New state dashboard tracking infectious diseases, including measles in the Dayton area

Four total measles cases confirmed in the region, two each in Montgomery, Miami counties.

Credit: NYT

Credit: NYT

A new dashboard will be tracking infectious diseases across the state.

“We hope that this helps people to better understand disease activity in their community and statewide, both historically and currently,” said Dr. Bruce Vanderhoff, director of the Ohio Department of Health.

The “Summary of Infectious Diseases in Ohio” dashboard will be accessible through the state’s DataOhio Portal website at, which includes 331 searchable datasets with 106 programs contributing data.

Data is available back to 2001, and it will be updated weekly. The interactive dashboard replaces an annual report on diseases that was not available until about 18 months after the close of a year.

Examples of diseases with data available on the dashboard include measles, legionellosis and Lyme disease, as well as cases of illnesses that can be foodborne such as salmonella and E. coli infections.

The infectious diseases dashboard does not include information on COVID-19 or influenza as the Ohio Department of Health maintains separate dashboards for those viruses.

Measles is one of the infectious diseases on the dashboard. There are four total confirmed cases in the Dayton region: two in Montgomery County and two in Miami County.

Greene County identified a third case of the measles, a Montgomery County resident with ties to Greene County, according to a press release from Greene County Public Health, but only two cases have been officially confirmed in Montgomery County residents.

The Ohio Department of Health is assisting Montgomery County in its investigation of a possible third case to determine if the criteria is met to include the case in Ohio’s count, ODH said.

Multiple previous exposure sites have been identified, including the most recent at Round 1 Bowling and Amusement, 2727 Fairfield Commons Blvd. from 4 to 5 p.m. on Saturday, March 16. Anyone who was at the facility until 7 p.m. — up to two hours after the person left — may have been exposed to measles.

Individuals who may have been exposed should contact their local health department, said Dan Suffoletto, public information manager at Public Health - Dayton and Montgomery County.

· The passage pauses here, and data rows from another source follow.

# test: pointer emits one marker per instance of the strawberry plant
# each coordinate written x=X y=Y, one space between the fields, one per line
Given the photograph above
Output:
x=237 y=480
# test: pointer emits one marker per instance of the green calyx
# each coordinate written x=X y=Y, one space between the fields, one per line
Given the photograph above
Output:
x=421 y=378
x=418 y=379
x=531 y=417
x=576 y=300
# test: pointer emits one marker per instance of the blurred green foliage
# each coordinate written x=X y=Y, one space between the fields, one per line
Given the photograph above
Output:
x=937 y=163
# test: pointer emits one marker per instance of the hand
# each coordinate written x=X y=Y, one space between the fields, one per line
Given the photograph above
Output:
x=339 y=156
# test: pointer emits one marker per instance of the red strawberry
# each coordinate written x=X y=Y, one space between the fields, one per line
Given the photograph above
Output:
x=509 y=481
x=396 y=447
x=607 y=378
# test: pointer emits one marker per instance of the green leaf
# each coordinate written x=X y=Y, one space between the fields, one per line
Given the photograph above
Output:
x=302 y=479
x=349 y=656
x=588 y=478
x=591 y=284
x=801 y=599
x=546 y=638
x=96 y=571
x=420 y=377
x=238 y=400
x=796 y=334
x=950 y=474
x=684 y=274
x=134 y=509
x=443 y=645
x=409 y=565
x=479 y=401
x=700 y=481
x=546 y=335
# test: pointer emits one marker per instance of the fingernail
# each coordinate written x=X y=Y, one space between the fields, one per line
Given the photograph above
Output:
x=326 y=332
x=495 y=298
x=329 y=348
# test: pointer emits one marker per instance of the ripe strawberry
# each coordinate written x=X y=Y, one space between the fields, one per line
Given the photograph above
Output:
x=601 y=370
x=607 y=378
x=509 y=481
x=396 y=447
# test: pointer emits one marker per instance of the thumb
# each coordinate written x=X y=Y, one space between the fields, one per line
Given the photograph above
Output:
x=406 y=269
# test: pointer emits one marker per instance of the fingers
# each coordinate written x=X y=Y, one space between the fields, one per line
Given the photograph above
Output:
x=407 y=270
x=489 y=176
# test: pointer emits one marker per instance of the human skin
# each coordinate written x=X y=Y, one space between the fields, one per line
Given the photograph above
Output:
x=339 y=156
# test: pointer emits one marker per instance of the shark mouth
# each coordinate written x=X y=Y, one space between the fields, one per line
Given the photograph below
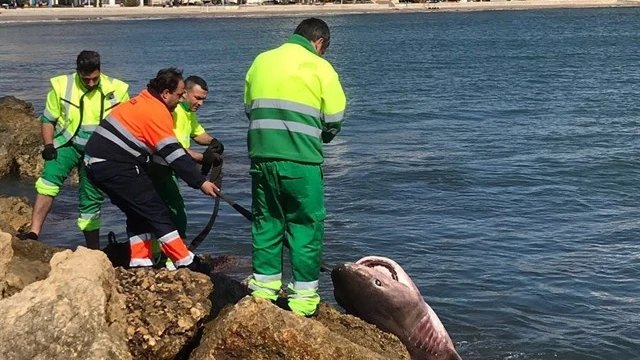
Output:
x=382 y=265
x=388 y=268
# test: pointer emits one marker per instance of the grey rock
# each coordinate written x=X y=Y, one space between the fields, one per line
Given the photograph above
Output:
x=75 y=313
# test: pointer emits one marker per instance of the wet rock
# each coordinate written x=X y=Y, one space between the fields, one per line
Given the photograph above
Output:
x=227 y=291
x=20 y=139
x=164 y=309
x=256 y=329
x=15 y=212
x=6 y=254
x=362 y=333
x=75 y=313
x=30 y=263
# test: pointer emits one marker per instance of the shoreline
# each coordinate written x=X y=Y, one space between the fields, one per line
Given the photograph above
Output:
x=116 y=13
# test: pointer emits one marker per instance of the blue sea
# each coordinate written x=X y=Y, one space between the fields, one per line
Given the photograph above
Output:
x=494 y=155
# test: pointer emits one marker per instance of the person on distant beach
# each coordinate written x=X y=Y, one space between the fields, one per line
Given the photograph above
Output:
x=117 y=156
x=75 y=105
x=186 y=127
x=295 y=102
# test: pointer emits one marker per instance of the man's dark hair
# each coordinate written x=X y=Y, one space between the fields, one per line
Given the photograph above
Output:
x=313 y=29
x=166 y=79
x=88 y=61
x=193 y=80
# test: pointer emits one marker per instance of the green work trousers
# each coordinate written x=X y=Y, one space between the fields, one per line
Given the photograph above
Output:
x=287 y=205
x=167 y=186
x=56 y=172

The health department in an individual’s county of residence will guide them through steps they should take based on their circumstances, he said.

If you are not sure how to contact your local health department, visit

Nationwide, the Centers for Disease Control and Prevention has as of mid-March recorded more cases in 2024 than the 58 tallied in all of 2023.

A total of 64 measles cases were reported by 17 jurisdictions this year as of March 21. Those places include Arizona, California, Florida, Georgia, Illinois, Indiana, Louisiana, Maryland, Michigan, Minnesota, Missouri, New Jersey, New York City, Ohio, Pennsylvania, Virginia and Washington.